Untuk itu perlulah kekuatan interior, atau
kualitas rohani sebagai pegangan utama dalam misi. Dengan menarik energinya
dari fokus Ekaristi, sebagai sumber utama misi, Gereja dapat melakukan
pekerjaan kesaksiannya dengan cara yang beragam, sesuai dengan situasi dan
karisma umat Allah. Hanya orang-orang dalam persekutuan dapat memancarkan, dan
kesaksian mereka akan mengambil bentuk kenabian dengan sebuah kata atau karya
pencerahan yang "membuat kebenaran", atau dengan tindakan konkret
yang membuat Injil menjadi nyata.
Seorang Filsuf agnostik Régis Debray, selama
pertemuan antaragama yang diselenggarakan oleh komunitas Sant'Egidio di Aix-la-Chapelle
pada tahun 2003 silam, berbicara kepada perwakilan agama-agama besar: "
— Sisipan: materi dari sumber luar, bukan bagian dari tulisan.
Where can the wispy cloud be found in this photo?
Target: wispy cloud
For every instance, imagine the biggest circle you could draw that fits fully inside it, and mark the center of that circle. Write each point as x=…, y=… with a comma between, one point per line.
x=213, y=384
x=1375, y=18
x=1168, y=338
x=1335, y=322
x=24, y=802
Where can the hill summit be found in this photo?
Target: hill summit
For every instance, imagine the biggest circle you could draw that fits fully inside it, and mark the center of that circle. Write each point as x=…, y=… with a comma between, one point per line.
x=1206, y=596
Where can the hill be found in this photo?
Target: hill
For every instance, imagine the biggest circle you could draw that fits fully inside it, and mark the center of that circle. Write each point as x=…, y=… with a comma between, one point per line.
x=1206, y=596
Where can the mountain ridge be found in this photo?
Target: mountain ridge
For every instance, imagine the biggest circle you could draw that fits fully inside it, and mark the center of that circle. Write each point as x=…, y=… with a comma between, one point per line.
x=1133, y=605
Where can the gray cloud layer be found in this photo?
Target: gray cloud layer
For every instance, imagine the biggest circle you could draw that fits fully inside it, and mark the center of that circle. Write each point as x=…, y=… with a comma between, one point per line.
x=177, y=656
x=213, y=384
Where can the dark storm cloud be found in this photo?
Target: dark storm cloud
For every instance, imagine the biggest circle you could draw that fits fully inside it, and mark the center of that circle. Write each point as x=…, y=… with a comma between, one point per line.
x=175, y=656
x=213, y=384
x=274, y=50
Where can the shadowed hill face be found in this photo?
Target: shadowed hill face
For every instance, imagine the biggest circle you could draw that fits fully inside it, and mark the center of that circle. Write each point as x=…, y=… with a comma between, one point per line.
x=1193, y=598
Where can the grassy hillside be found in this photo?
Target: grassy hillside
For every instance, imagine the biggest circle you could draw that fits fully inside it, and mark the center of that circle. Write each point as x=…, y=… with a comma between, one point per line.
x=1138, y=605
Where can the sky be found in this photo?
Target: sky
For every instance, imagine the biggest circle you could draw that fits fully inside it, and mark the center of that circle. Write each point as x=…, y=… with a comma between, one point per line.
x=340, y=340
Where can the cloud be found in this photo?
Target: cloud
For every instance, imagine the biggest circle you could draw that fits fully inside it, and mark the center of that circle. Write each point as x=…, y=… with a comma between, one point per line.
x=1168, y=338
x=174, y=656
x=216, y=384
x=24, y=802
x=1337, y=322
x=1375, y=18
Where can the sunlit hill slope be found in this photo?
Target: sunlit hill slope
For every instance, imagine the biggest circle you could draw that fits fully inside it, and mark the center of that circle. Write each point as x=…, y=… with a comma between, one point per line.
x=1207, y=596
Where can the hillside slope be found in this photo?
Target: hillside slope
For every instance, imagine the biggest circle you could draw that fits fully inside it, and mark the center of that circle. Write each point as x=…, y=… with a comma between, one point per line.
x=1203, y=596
Kita perlu membuka mata kita kepada dunia sebagaimana adanya: tidak adil,
berbahaya, dan tidak terlalu injili. [...] Kita memiliki
terlalu banyak manajer (bekerja di belakang layar) dan nabi yang tidak cukup.
[...] Kata-kata kebenaran mencari suaka. »[2] Oleh
karena itu, dalam konteks Perancis yang sangat sekular maupun dalam konteks Indonesia
di mana kita adalah kaum minoritas, kita perlu hadir sesuai spirit pater
Pendiri, Jules Chevalier yakni hadir dalam misi di « semua lini »
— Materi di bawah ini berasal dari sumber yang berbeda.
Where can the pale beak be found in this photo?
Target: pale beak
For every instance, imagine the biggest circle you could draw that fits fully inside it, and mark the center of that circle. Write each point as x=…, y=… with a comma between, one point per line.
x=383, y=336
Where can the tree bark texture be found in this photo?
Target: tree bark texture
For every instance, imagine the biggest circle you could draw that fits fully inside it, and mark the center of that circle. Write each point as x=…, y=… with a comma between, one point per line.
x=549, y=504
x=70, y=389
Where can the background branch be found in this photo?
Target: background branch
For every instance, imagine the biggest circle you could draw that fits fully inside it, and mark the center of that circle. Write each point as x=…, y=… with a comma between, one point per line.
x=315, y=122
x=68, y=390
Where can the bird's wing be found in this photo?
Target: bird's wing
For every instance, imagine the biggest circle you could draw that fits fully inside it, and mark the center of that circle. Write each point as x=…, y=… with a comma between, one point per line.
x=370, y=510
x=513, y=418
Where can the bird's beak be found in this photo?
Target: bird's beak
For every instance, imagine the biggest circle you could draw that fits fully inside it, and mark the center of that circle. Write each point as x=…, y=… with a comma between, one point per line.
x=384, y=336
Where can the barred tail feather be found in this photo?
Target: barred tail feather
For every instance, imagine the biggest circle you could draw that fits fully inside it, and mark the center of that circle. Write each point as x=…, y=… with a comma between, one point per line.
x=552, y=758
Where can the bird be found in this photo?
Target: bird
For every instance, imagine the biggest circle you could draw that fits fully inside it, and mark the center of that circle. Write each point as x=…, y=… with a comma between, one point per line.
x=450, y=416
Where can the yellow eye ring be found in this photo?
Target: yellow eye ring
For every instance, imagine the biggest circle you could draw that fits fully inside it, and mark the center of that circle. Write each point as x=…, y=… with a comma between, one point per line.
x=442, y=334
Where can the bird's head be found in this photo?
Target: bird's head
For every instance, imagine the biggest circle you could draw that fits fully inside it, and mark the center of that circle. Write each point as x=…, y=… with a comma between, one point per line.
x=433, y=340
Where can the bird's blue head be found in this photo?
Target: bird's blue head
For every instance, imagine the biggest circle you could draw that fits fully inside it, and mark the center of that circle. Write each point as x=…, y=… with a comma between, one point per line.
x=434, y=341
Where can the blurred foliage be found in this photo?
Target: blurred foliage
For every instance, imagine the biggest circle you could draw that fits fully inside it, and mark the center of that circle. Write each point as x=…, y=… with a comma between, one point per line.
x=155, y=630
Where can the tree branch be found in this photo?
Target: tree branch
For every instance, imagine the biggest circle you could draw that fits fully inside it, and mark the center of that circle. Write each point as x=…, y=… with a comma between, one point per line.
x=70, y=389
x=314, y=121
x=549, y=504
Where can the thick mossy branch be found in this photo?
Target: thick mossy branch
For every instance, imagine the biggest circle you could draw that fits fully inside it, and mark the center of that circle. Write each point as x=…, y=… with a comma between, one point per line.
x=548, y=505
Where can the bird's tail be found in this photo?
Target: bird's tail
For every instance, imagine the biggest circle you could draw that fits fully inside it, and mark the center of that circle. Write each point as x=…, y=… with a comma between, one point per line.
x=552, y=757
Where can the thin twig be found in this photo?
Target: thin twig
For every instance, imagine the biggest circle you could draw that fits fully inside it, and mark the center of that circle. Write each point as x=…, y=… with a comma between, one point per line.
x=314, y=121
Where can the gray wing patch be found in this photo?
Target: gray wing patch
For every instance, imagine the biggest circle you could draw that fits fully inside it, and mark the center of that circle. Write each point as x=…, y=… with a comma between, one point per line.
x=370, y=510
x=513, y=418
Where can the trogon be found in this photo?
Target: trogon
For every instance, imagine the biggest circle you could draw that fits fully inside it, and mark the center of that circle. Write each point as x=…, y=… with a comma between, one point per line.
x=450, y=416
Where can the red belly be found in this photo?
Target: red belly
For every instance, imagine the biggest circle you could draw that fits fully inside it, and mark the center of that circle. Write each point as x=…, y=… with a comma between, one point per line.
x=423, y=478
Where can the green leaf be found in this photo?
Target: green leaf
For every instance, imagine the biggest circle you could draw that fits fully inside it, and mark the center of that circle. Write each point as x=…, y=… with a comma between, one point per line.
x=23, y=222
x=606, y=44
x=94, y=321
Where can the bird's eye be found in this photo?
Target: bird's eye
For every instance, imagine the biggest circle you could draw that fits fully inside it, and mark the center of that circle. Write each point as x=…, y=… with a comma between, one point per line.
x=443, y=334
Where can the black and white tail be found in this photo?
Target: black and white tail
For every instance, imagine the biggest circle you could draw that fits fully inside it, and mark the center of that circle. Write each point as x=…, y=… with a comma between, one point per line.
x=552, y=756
kehidupan, agar Hati Kudus Yesus dikasihi di mana-mana. Dalam hal ini kita bisa
hadir dalam bidang budaya dan media,
sastra, seni, bioskop, tetapi juga di forum ilmiah, universitas atau semua
ruang dialog. Kita orang-orang Kristen dipanggil untuk bersaksi dengan
kebijaksanaan, yaitu dalam bahasa yang dapat diakses dan dimengerti oleh
orang-orang sezaman kita.
Cara lain kehadiran Gereja di dunia, secara
khusus untuk konteks Indonesia adalah apa yang disadari oleh para anggotanya
ketika mereka berkomitmen untuk melayani sesama dengan bekerja sama dengan
semua orang yang berkemauan baik. Kita memang dipanggil,
sebagaimana dikatakan Mgr. George Khodr untuk menceburkan diri dengan kekuatan
cinta ke dalam keributan manusia, di tengah-tengah masalah dunia ini.
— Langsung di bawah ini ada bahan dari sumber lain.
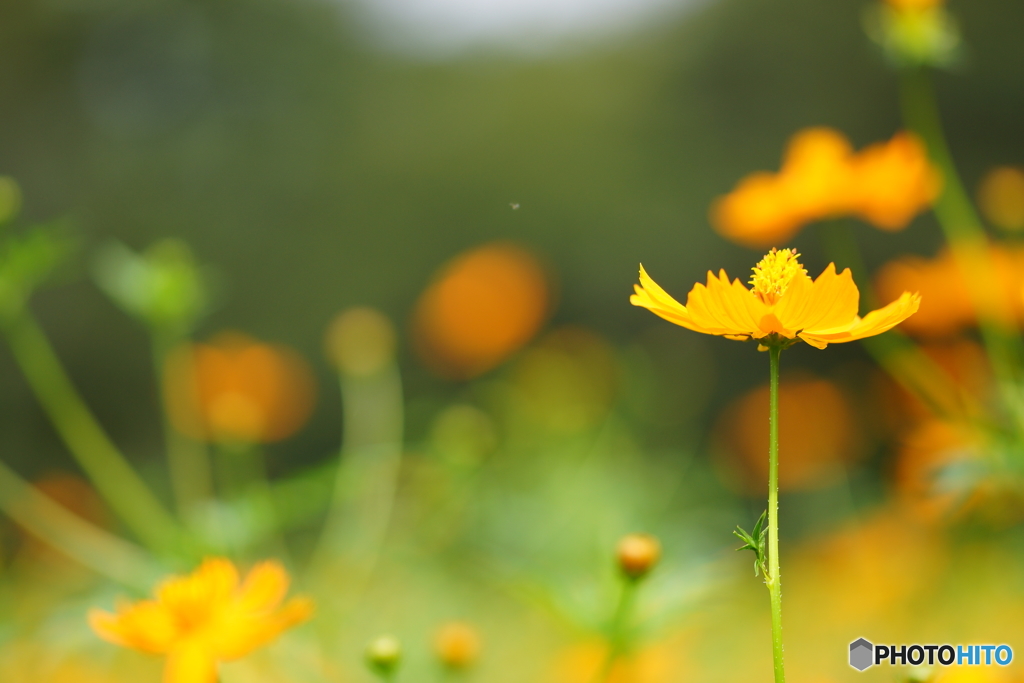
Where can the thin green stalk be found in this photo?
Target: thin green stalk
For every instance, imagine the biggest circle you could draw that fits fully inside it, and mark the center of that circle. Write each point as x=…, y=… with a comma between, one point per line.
x=187, y=460
x=367, y=475
x=95, y=548
x=962, y=227
x=245, y=482
x=774, y=578
x=619, y=628
x=903, y=359
x=128, y=497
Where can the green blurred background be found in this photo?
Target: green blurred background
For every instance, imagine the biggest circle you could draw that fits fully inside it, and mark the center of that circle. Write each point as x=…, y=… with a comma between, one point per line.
x=318, y=167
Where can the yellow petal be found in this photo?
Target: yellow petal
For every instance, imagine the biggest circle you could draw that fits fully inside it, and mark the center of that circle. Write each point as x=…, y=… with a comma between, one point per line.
x=190, y=663
x=830, y=302
x=214, y=582
x=264, y=588
x=873, y=324
x=243, y=632
x=650, y=296
x=145, y=626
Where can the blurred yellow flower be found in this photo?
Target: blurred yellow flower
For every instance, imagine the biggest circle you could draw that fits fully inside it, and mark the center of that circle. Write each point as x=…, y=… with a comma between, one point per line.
x=914, y=5
x=484, y=305
x=783, y=302
x=238, y=389
x=893, y=181
x=206, y=617
x=887, y=184
x=457, y=644
x=947, y=306
x=926, y=454
x=1000, y=198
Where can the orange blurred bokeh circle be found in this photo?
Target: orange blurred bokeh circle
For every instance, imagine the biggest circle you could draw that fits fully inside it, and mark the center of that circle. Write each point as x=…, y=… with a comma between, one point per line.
x=817, y=435
x=237, y=389
x=482, y=306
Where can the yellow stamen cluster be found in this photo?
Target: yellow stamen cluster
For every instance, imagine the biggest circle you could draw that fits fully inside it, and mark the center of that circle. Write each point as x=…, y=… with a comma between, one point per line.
x=774, y=272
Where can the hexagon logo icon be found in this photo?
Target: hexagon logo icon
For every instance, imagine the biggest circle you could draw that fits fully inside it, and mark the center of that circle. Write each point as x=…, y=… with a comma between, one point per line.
x=861, y=654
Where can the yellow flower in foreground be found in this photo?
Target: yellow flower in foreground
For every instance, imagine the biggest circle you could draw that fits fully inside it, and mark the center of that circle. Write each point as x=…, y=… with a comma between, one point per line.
x=208, y=616
x=782, y=304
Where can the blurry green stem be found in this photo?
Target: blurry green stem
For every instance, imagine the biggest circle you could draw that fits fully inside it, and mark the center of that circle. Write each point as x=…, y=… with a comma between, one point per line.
x=130, y=499
x=961, y=224
x=244, y=481
x=187, y=459
x=619, y=628
x=367, y=475
x=93, y=547
x=774, y=578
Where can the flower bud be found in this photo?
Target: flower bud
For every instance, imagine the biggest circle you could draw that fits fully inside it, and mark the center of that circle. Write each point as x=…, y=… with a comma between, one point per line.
x=457, y=645
x=10, y=198
x=360, y=341
x=384, y=655
x=638, y=553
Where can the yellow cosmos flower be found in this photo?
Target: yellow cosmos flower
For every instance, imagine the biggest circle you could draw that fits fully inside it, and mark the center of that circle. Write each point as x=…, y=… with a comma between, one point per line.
x=886, y=184
x=782, y=305
x=208, y=616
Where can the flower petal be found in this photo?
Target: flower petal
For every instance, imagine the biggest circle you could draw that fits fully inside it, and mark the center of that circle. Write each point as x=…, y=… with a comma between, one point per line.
x=264, y=588
x=145, y=626
x=190, y=663
x=650, y=296
x=242, y=632
x=832, y=302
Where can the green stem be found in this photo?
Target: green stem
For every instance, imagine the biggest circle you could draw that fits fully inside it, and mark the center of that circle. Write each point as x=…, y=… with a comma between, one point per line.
x=903, y=359
x=128, y=497
x=617, y=628
x=245, y=482
x=774, y=578
x=187, y=460
x=95, y=548
x=962, y=227
x=367, y=476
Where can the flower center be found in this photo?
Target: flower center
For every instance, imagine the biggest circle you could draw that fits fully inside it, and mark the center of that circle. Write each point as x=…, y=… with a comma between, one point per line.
x=774, y=272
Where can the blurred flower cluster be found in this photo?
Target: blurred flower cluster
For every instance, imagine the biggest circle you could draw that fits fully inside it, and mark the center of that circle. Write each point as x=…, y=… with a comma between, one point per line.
x=512, y=496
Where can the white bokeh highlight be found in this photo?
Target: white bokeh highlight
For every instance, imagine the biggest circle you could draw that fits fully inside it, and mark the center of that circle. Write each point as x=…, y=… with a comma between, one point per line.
x=445, y=26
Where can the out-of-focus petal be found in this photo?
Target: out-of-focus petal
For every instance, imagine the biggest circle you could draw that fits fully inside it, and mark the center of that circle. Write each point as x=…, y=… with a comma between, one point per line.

Keberhasilan kesaksian umat Kristen yakni ketika kita membuka batas-batas
Gereja ke cakrawala baru yang lebih luas kesaksian pengorbanan. Atau sebagaimana dikatakan oleh Mgr. Soegipranata
« pro ecclesia et patria. » Dengan demikian para anggota
Gereja dapat mewujudkan diakonia yang benar dengan bersaksi tentang Gereja dan
Kristus di mana pun kita berada. Salah satu yang paling nyata misalnya kelompok
Montgolfière di Paris, di mana kita menemukan, di antaranya, banyak
orang Kristen yang bekerja keras untuk menyambut dan membantu para pengungsi
politik, pria dan wanita, yang telah kehilangan segalanya dan berusaha untuk
memulai hidup baru. Di Indonesia, misalnya para MSC dalam Gerakan Mission
Office membantu warga masyarakat yang kesulitan mendapatkan akses air bersih,
dll.
Akhir kata………..
Tantangan yang dihadapi Gereja, pada awal
milenium ketiga ketika kita melihat dunia terlibat dalam perubahan yang tidak
dapat dibalikkan, menjadi perhatian kita semua, baik secara kolektif maupun
pribadi. Pada dasarnya, setiap orang Kristen, di akhir Liturgi Ekaristi,
dipanggil untuk memancarkan Kristus melalui kegiatannya di dunia, yang
seharusnya merupakan "liturgi setelah Liturgi". Pertama-tama, untuk
menunjukkan sukacita dan kepercayaan di masa depan, karena Kristus telah
bangkit, kemudian menunjukkan minat yang nyata bagi semua orang di sekitar
kita. Ini adalah upaya terus-menerus untuk membantu manusia membebaskan diri
dari ketidakadilan, perbudakan, kesedihan dan kesepian dengan membina
persekutuan dengan sesama. Tidak boleh
dilupakan bahwa setiap orang beriman menerima pada saat pembaptisannya tiga
martabat Raja, imam dan nabi,
ditahbiskan dengan pengurapan penyucian - "meterai karunia Roh Kudus"
- dan Dia dipanggil untuk bersaksi tentang Kristus di lingkungannya.